When we landed in the Mentawais, at some arbitrary port, there was a market on the go. People flocked to the port to see their friends and families who were coming over. We were a curiosity again. There had been a few surfers, but no one head down the local ferry and had just breezed past in the luxurious boats like the Indies Trader. We ate some food, and I used the 'bathroom' – a tiny square on the edge of the food shop that had an open conduit that ran into the sea. The toilet had a door that didn't close and a low wall. People watched me.

We eventually hired a local outrigger to take us around, to where a hand-drawn map had an X marked in a little bay. When we showed the skipper of the boat the spot, he knew where we were going.

It took us two hours in the beating sun to reach the bay. The outboard died twice. We were safe, inside the reef, but we drifted for a while as he desperately tried to coach the engine back to life.
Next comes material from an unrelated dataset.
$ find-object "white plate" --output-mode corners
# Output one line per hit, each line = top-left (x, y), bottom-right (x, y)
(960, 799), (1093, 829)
Eventually, we alighted at a small bay, and a few locals and the village elder came down to greet us. They grabbed our boards and our bags and helped us off the outrigger. They walked us in the village, and the village elder, Pak Hosien, invited us into his house.

Surfers had been here before. There were remnants of a surf magazine, and a few bits of surfboards lying around. There was a nose, a fin, and a piece of foam. We weren't the first, but not many had been before us.

We didn't have much of the language – this changed quickly – but we figured out that there had been a surfer before us who travelled alone to HT's. He had walked to Lance's Left – over the top – but had speared himself under his arm and had lost so much blood that he had nearly died in that very house. He had recovered, looked after by the locals, but no one knew what had happened to him when he left the island.

We slept on the dirty mattresses with make-shift mosquito nets that we all carried in our packs. We were exhausted, and sleep was comfortable. The next morning Lance's Right was six-foot, light offshore, with not a soul in sight. The view from the empty window frame was straight into the barrel.